I want to change my 46-gal community tank to an amazon river biotope. Here is what the tank currently looks like:










I have 2x55w lights for about 2.5wpg, I have CO2 injection, the tank is normally around 80 degrees, and I dose ferts for chelated iron and potassium. For a substrate I'm using eco-complete, fluorote, and pea gravel on the top. I really like the look of silver sand, but I can't find it anywhere, online or at the pet stores around here. I just want small fish, like rams. They're so pretty! I don't know how compatible they are with tetras, but I'd also like some tetras as schooling fish. If anyone can help me with good plants to get, info on rams, and possibly aquascaping suggestions, it would be very appreciated!

Thanks!


----------



## spankyplants (Dec 18, 2004)

Hi all!

I want to change my 46-gal community tank to an amazon river biotope. Here is what the tank currently looks like:










I have 2x55w lights for about 2.5wpg, I have CO2 injection, the tank is normally around 80 degrees, and I dose ferts for chelated iron and potassium. For a substrate I'm using eco-complete, fluorote, and pea gravel on the top. I really like the look of silver sand, but I can't find it anywhere, online or at the pet stores around here. I just want small fish, like rams. They're so pretty! I don't know how compatible they are with tetras, but I'd also like some tetras as schooling fish. If anyone can help me with good plants to get, info on rams, and possibly aquascaping suggestions, it would be very appreciated!

Thanks!


----------



## Robert Hudson (Feb 5, 2004)

I would lower the temp to 77 or 78. Swords and grass plants if you want an accurate biotope. I cant think of what stem plants are native to the amazon off the top of my head.

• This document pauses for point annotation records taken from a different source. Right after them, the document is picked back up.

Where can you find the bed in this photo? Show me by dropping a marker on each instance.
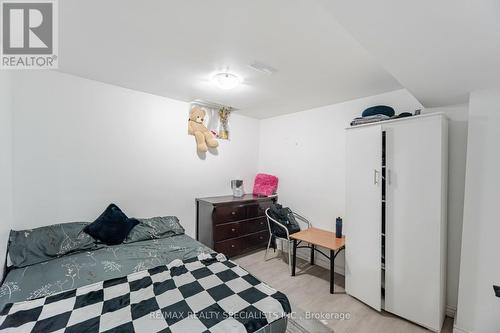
(42, 296)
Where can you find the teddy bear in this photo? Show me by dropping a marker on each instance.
(204, 138)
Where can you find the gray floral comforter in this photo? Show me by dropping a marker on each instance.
(79, 269)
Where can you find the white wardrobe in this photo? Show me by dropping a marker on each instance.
(395, 226)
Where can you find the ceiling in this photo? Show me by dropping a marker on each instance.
(324, 51)
(172, 48)
(439, 50)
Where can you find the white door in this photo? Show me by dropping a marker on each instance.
(363, 214)
(413, 253)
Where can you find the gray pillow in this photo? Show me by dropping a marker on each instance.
(154, 228)
(32, 246)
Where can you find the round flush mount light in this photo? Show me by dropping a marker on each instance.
(226, 81)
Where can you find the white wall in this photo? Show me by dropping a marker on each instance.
(478, 308)
(5, 163)
(306, 150)
(80, 145)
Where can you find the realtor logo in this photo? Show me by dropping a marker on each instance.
(29, 34)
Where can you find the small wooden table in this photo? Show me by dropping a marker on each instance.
(318, 237)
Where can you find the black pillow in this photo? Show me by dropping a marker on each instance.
(111, 227)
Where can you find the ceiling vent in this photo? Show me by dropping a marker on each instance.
(262, 68)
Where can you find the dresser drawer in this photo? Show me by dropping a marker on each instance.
(235, 246)
(224, 214)
(237, 229)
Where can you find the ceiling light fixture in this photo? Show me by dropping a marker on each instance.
(226, 81)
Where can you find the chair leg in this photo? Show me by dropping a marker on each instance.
(267, 248)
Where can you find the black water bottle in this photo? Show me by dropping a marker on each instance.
(338, 227)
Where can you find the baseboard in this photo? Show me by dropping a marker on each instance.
(451, 311)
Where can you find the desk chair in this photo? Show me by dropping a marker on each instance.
(286, 239)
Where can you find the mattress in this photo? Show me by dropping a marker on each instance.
(78, 270)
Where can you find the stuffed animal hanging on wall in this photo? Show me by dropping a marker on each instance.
(204, 138)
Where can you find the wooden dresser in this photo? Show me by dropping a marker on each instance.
(233, 225)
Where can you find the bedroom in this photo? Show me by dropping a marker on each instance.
(109, 124)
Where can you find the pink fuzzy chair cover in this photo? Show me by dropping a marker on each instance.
(265, 185)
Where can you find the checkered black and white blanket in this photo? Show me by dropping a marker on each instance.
(204, 294)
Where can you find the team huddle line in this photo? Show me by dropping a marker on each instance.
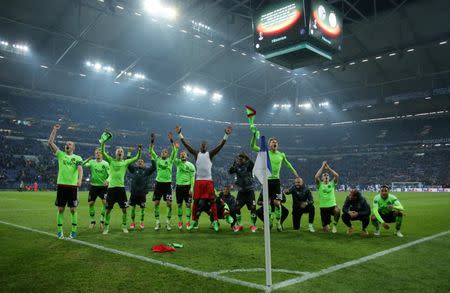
(195, 187)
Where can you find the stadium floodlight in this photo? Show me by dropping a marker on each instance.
(305, 106)
(97, 66)
(187, 88)
(216, 97)
(155, 7)
(199, 91)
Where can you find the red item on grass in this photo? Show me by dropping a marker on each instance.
(162, 248)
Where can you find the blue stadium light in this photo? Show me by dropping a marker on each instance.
(306, 106)
(155, 7)
(216, 97)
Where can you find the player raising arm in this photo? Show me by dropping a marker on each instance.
(70, 175)
(327, 197)
(204, 185)
(116, 184)
(277, 159)
(185, 178)
(99, 170)
(163, 187)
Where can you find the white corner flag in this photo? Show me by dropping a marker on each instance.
(262, 170)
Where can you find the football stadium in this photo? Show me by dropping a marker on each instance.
(225, 145)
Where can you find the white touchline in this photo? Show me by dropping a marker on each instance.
(149, 260)
(355, 262)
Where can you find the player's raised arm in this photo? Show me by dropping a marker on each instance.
(317, 176)
(151, 149)
(105, 154)
(136, 157)
(335, 174)
(253, 145)
(216, 150)
(185, 143)
(51, 139)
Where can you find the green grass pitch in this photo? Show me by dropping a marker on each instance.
(31, 261)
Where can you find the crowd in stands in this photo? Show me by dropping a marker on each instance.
(416, 150)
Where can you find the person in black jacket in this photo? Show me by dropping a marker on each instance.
(243, 168)
(302, 203)
(140, 183)
(356, 208)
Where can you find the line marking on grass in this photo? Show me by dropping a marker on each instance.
(148, 259)
(355, 262)
(259, 270)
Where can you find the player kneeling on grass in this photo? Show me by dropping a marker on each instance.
(226, 205)
(116, 181)
(356, 208)
(140, 181)
(243, 168)
(70, 175)
(327, 197)
(99, 174)
(387, 209)
(302, 203)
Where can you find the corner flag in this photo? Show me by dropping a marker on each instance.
(262, 170)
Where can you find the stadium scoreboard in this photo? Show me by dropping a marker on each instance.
(296, 33)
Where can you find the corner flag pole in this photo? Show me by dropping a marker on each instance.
(266, 209)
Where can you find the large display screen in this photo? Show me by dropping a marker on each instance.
(326, 24)
(278, 24)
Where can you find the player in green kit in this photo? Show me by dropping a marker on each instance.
(99, 173)
(327, 197)
(387, 209)
(185, 178)
(116, 181)
(163, 187)
(70, 176)
(277, 159)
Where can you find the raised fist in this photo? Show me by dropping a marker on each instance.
(228, 130)
(178, 129)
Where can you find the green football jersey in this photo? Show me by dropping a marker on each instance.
(381, 205)
(327, 197)
(99, 171)
(67, 168)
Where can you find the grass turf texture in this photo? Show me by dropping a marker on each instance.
(34, 262)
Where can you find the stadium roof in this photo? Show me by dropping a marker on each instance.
(394, 59)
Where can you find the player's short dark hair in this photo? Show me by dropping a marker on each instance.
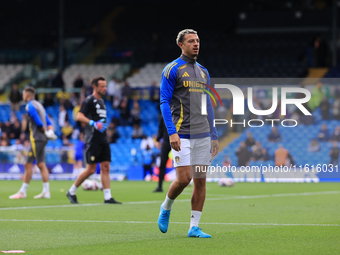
(95, 80)
(184, 32)
(30, 90)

Carlos recently said that an Amazon river would have white sand, but I picture the amazon with a muddy red bottom with leaf litter.


----------



## spankyplants (Dec 18, 2004)

I've really wanted sand in my aquarium for a while (I'm getting tired of brown gravel). I've been looking around for the perfect sand, and I've had pool filter sand reccomended a lot. Now to find some...


----------



## WolverineFan (Nov 28, 2004)

Rams would do very well with tetra's, at least the more peaceful varieties. Cardinals, neons, von rios, glo lites and rummy noses are good choices. Rams don't mind the higher temps but your plants will tend to do a little better at slightly lower temps. You definitely want to put a background on the tank as well. Something dark.


----------



## skylsdale (Jun 2, 2004)

I always get my sand/gravel from local streams and rivers. Doesn't get any more natural looking than that, plus the particle size is never uniform, which I think gives a much more natural appearance.

One thing I would recommned doing is, instead of using a few giant pieces of driftwood, go out and collect some smaller branches and twigs in your area (try to stay away from pine and sappy trees). It might be good to tear the bark off to save from scrubbing any white molds and fungus off as it degrades in the water. Then place them in the water to simulate submerged limbs of bushes and vegetation, and allow the plants to grow up through the mangle of branches. I do this often with my setups, and it gives a very wild and established look--and the fish LOVE swimming around among all the natural cover.

One stem plant you might try is stargrass (H. zosterifola) as I believe it is found throughout the Parana basin and parts of Ecuador. For plants, it kind of depends on what area you want to mimic. Personally, I just stick with 2-3 species and let them take over as that looks much more natural to me, especially compared to what I observe in the wild and local waterways.


----------